Recommended deployment profiles:

  1. Default profile (continuity-first): Understanding tp=1 + Generation 1 GPU

    • Understanding: --tp 1
    • Generation: --x2i_server_used_gpus 1
    • Use as the baseline profile for mixed workloads. It keeps the pipeline simple while avoiding head-of-line blocking between understanding and generation.
  2. Understanding-expanded profile: Understanding tp=2 + Generation 1 GPU

    • Understanding: --tp 2
    • Generation: --x2i_server_used_gpus 1
    • Use when complex prompts or high understanding QPS become the bottleneck.
  3. Generation-expanded profile: Understanding tp=1/2 + Generation parallel

    • Understanding: --tp 1 or --tp 2
    • Generation option A (2 GPUs): --x2i_server_used_gpus 2 + /workspace/LightX2V/configs/neopp/neopp_dense_parallel_cfg.json
    • Generation option B (4 GPUs): --x2i_server_used_gpus 4 + /workspace/LightX2V/configs/neopp/neopp_dense_parallel_cfg_seq.json
    • Use when generation latency/throughput dominates (most common scaling path).

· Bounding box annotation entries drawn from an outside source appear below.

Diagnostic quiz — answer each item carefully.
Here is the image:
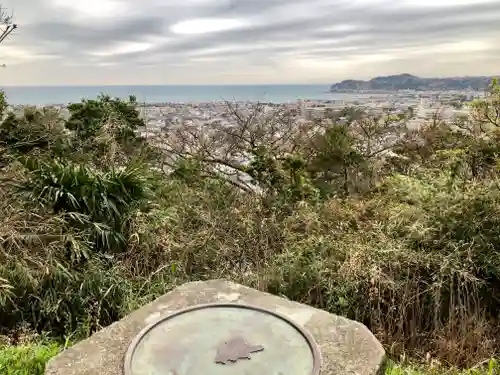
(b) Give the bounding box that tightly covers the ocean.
[3,84,353,105]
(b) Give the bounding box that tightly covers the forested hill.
[330,74,491,91]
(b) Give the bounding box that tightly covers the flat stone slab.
[45,280,385,375]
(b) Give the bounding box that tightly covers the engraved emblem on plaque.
[215,337,264,365]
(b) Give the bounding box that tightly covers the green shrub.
[0,343,61,375]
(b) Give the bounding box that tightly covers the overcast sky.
[0,0,500,85]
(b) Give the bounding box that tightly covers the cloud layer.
[0,0,500,84]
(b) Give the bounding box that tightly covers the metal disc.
[124,303,321,375]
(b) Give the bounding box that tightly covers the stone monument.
[45,280,385,375]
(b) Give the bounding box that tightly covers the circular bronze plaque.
[125,304,321,375]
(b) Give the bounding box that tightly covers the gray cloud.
[2,0,500,82]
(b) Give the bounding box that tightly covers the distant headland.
[330,73,492,92]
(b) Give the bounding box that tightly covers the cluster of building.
[135,92,481,136]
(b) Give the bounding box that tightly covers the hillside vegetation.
[0,84,500,374]
[330,73,491,91]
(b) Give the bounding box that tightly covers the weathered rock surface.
[45,280,385,375]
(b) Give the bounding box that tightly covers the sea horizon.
[2,84,360,105]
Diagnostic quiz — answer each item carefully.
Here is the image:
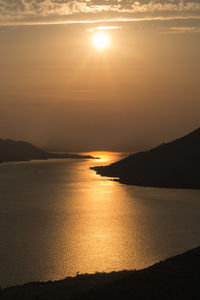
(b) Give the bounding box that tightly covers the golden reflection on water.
[0,152,200,286]
[48,152,152,278]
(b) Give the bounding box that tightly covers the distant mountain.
[92,128,200,189]
[0,139,97,163]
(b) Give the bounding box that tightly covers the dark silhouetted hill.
[0,248,200,300]
[92,128,200,189]
[0,139,96,163]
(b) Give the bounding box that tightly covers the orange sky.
[0,0,200,152]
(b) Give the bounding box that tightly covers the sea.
[0,152,200,287]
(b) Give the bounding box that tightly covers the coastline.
[0,247,200,300]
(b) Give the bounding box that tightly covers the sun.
[93,32,110,50]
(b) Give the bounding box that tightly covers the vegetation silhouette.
[91,128,200,189]
[0,247,200,300]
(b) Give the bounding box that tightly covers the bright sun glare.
[93,32,110,50]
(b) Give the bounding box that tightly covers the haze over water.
[0,152,200,286]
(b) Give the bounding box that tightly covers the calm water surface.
[0,152,200,286]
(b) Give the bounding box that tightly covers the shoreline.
[0,247,200,300]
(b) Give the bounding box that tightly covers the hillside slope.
[92,128,200,189]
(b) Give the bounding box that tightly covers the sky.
[0,0,200,152]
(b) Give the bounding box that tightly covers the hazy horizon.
[0,0,200,152]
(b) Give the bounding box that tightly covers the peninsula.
[0,139,95,163]
[91,128,200,189]
[0,247,200,300]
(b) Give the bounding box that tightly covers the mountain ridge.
[91,128,200,189]
[0,139,97,163]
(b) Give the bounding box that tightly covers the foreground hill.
[92,128,200,189]
[0,139,96,163]
[0,247,200,300]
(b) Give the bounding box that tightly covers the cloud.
[0,0,200,25]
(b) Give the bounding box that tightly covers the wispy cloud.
[0,0,200,25]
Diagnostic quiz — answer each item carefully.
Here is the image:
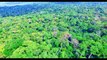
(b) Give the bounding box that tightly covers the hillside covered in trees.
[0,2,107,58]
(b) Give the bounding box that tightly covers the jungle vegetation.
[0,3,107,58]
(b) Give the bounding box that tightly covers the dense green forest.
[0,2,107,58]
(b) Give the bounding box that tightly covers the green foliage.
[0,4,107,58]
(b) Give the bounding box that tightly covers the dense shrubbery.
[0,4,107,58]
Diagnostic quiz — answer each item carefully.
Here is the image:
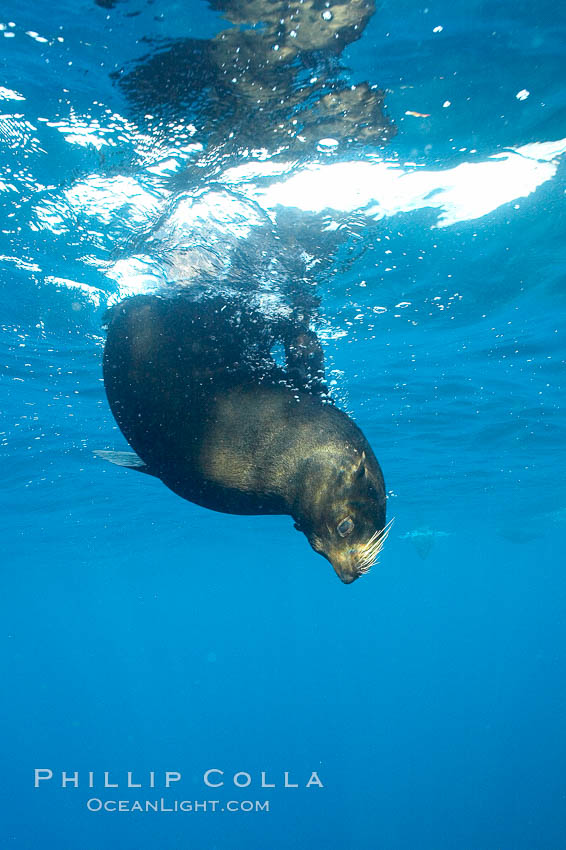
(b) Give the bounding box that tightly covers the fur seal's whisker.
[356,517,395,575]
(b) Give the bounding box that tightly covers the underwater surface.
[0,0,566,850]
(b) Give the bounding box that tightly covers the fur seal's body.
[100,297,387,583]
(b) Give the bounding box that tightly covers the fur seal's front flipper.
[94,449,155,475]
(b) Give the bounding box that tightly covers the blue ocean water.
[0,0,566,850]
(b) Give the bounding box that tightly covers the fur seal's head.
[295,450,393,584]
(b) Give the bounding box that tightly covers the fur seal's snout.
[295,448,391,584]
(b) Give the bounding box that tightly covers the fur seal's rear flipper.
[94,449,154,475]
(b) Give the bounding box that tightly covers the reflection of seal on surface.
[99,297,387,583]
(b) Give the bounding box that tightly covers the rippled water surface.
[0,0,566,850]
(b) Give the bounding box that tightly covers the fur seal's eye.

Example launch (separate mode in API server):

PYTHONPATH=/workspace/LightX2V/ \
python -m lightllm.server.api_server \
  --model_dir $MODEL_DIR \
  --enable_multimodal_x2i \
  --x2i_server_deploy_mode separate \
  --x2i_server_used_gpus 1 \
  --x2v_gen_model_config /workspace/LightX2V/configs/neopp/neopp_dense.json \
  --host 0.0.0.0 \
  --port 8000 \
  --max_req_total_len 65536 \
  --mem_fraction 0.75 \
  --tp 2

5) Quantization

separate mode also enables independent quantization strategies for understanding and generation.

Because understanding and generation are decoupled, you can tune quality/latency for each path independently:

  1. Understanding FP16/BF16 + Generation FP8

    • Understanding: no quantization flag (keep default precision)
    • Generation: use FP8 generation config, for example /workspace/LightX2V/configs/neopp/neopp_dense_fp8.json
    • Recommended as the default quantized profile for production.
  2. Understanding FP8 + Generation FP8

    • Understanding: add --quant_type fp8w8a8
    • Generation: use FP8 generation config /workspace/LightX2V/configs/neopp/neopp_dense_fp8.json
    • Use when GPU memory/throughput is the primary constraint.

Notes:

  • --quant_type fp8w8a8 controls quantization on the understanding path.
  • Generation-side precision is controlled by --x2v_gen_model_config.

6) OpenAI-compatible API

Once the API server is up, you can send requests through the OpenAI-compatible endpoint exposed by LightLLM. A minimal text-to-image example:

python examples/serving/client.py \
  --mode t2i \
  --prompt "A cozy coffee shop storefront with infographic style."

See examples/serving/client.py for more modes (VQA, editing, interleaved) and request formats.